プレスリリース要約
株式会社LIFULLのグループ会社であるLIFULL seniorは、生涯の介護に必要な費用が約2,300万円に上るという試算を発表しました。物価高や自己負担増による高齢期の経済的不安が高まる中、親世代の約6割が費用を「備えていない」と回答しており、シニアビジネスや福利厚生サービスにおける新たな需要を示唆しています。
発表によると、一般的な在宅介護期間を1年、有料老人ホームへの入居期間を5年と想定した場合、介護にかかる総額は一人あたり約2,295.6万円に達します。一方で、50〜60代の親世代を対象とした調査では、自身の介護費用について「備えていない」との回答が約6割を占め、必要額を「わからない」とする回答も約4割に上りました。さらに、親世代の8割以上が「子からの金銭的支援を受けたくない」と望んでいる一方、30〜40代の子世代の8割以上が親と介護費用について「話し合ったことがない」と回答しており、理想と現実の間に深刻なギャップがあることが浮き彫りになりました。
この費用負担を軽減するための具体的なデータも提示されています。施設を探すエリアを東京都から埼玉県に変更することで、入居時費用の相場を約620万円、月額費用を約7.4万円抑えられることが判明しました。また、1990年以前に建築された築古施設を選択肢に含めることで、月額費用をおよそ4万円コストダウンできる可能性も示されています。本調査を運営する「LIFULL 介護」は、日本最大級の老人ホーム検索サイトとして蓄積された膨大なデータを活用し、介護に直面する家族への現実的なソリューションを提供しています。


Journalポイント
実はこれ、単なる家庭の問題ではなく、企業の人材流出リスクに直結する重要なビジネス課題なんです。
え、家庭の介護費用が企業の離職問題に関係してくるんですか?
その通りです。介護に直面した従業員が、情報不足からパニックになり、突発的に介護離職を選択してしまうケースが非常に多いのです。
でも、それってもともと公的なサポートやケアマネジャーが解決してくれるものではないんですか?
公的支援は重要ですが、事前の知識がないと適切な窓口にすら辿り着けません。今回のLIFULLのデータのように、立地や築年数を変えるだけで月数万円の差が出るという実践的な知識をあらかじめ知っておくことが、経済的な破綻を防ぐ鍵になります。
なるほど!じゃあ、企業が従業員に対して「介護マネーのシミュレーション」を提供するようなB2B向けのサービスにも需要がありそうですね?
B2Bというのは企業向けビジネスのことで、まさにその視点は鋭いです。実際に、福利厚生の一環として介護セミナーを導入する企業が増えています。早期から「親の資産状況」を把握し、予算に応じた施設選びの選択肢を持っておくことが、従業員のキャリア継続を支える最大の防御策になりますからね。

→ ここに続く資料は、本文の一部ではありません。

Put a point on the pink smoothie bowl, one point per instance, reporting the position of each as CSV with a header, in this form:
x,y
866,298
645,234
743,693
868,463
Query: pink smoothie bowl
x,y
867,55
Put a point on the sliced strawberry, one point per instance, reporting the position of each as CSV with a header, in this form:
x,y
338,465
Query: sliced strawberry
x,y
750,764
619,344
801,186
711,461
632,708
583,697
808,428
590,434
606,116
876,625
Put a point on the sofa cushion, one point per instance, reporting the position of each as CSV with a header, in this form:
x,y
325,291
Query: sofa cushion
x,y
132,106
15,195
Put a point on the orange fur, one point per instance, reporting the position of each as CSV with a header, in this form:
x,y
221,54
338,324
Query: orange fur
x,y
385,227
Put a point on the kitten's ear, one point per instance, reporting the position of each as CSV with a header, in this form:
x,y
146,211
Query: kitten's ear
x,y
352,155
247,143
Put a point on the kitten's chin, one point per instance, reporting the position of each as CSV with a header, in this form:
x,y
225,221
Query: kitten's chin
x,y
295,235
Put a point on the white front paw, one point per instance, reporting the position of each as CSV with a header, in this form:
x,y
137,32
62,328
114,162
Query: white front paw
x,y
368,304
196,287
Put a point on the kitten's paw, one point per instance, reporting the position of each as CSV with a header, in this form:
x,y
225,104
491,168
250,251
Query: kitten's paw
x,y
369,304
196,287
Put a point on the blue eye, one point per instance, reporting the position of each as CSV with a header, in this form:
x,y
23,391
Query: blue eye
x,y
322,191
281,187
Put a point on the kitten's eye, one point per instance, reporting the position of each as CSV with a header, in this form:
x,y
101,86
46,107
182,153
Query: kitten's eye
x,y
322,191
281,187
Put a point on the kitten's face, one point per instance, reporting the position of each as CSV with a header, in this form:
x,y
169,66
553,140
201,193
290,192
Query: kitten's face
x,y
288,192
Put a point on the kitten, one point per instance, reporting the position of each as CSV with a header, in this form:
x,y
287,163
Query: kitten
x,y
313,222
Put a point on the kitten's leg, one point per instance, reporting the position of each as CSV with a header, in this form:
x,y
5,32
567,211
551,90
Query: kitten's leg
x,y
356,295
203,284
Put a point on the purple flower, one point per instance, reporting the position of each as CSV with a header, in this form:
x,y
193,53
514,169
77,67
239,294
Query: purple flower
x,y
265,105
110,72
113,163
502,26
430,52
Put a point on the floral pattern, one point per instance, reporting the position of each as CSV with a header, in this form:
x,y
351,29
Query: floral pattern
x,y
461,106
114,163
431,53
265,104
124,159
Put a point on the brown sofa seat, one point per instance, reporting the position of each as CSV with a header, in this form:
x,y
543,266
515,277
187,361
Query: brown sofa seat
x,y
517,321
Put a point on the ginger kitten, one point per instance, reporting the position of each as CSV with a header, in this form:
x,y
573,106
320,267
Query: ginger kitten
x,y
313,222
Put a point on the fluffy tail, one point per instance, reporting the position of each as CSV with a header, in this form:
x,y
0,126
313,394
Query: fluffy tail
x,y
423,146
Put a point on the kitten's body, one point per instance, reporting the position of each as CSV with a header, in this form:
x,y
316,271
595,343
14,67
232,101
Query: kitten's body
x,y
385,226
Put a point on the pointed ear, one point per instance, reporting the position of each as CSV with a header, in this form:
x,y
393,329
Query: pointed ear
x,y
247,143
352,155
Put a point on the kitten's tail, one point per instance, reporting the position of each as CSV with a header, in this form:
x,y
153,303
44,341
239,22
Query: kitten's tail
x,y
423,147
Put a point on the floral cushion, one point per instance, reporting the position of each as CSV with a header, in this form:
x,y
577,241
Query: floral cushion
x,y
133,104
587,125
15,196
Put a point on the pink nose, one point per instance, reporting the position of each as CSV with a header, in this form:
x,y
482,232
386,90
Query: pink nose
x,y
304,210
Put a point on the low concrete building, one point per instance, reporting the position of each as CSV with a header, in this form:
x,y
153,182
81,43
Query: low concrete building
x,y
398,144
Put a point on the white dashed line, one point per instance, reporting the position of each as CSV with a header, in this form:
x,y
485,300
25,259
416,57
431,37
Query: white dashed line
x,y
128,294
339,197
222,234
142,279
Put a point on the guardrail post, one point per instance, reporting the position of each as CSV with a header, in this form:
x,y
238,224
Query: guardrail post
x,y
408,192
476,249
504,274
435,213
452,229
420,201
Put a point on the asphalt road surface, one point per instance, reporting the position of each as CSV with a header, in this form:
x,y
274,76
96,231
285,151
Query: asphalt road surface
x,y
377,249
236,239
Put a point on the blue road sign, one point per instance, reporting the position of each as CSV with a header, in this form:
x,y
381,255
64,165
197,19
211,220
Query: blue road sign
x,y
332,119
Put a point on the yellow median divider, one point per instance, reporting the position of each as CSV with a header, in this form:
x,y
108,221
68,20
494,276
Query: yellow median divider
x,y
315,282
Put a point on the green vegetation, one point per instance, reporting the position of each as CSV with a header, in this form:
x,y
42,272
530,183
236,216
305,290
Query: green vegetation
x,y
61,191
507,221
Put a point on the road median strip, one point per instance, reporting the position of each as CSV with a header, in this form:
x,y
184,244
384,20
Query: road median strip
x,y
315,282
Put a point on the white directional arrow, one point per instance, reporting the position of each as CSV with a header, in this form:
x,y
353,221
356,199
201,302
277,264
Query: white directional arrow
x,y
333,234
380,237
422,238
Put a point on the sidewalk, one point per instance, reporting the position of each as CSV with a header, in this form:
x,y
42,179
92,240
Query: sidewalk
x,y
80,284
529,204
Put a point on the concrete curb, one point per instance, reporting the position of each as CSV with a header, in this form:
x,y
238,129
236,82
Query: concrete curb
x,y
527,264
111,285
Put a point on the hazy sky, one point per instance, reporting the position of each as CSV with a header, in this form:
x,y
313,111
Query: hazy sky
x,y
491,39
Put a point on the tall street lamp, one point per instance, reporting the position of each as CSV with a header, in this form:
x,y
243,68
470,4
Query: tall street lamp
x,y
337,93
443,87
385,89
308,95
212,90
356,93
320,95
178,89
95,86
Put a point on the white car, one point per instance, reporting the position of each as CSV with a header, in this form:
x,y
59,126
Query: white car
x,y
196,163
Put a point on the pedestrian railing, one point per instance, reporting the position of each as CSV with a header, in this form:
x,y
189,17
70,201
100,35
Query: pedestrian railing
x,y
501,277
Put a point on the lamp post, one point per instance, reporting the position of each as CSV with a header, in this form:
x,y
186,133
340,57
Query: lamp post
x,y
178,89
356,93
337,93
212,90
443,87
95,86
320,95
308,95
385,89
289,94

シニアビジネスの視点から見ると、他にも新しいアプローチができそうですね。
おっしゃる通り、シニア市場は多様化しています。単に安さを競うのではなく、今回のデータのような「賢いコストカット」を提案するアドバイザリーサービスや、親子間のコミュニケーションを促すマッチングツールなど、周辺ビジネスの参入余地は非常に大きいです。
介護を「個人の課題」から「ビジネスの機会」として捉え直す視点、とても勉強になりました!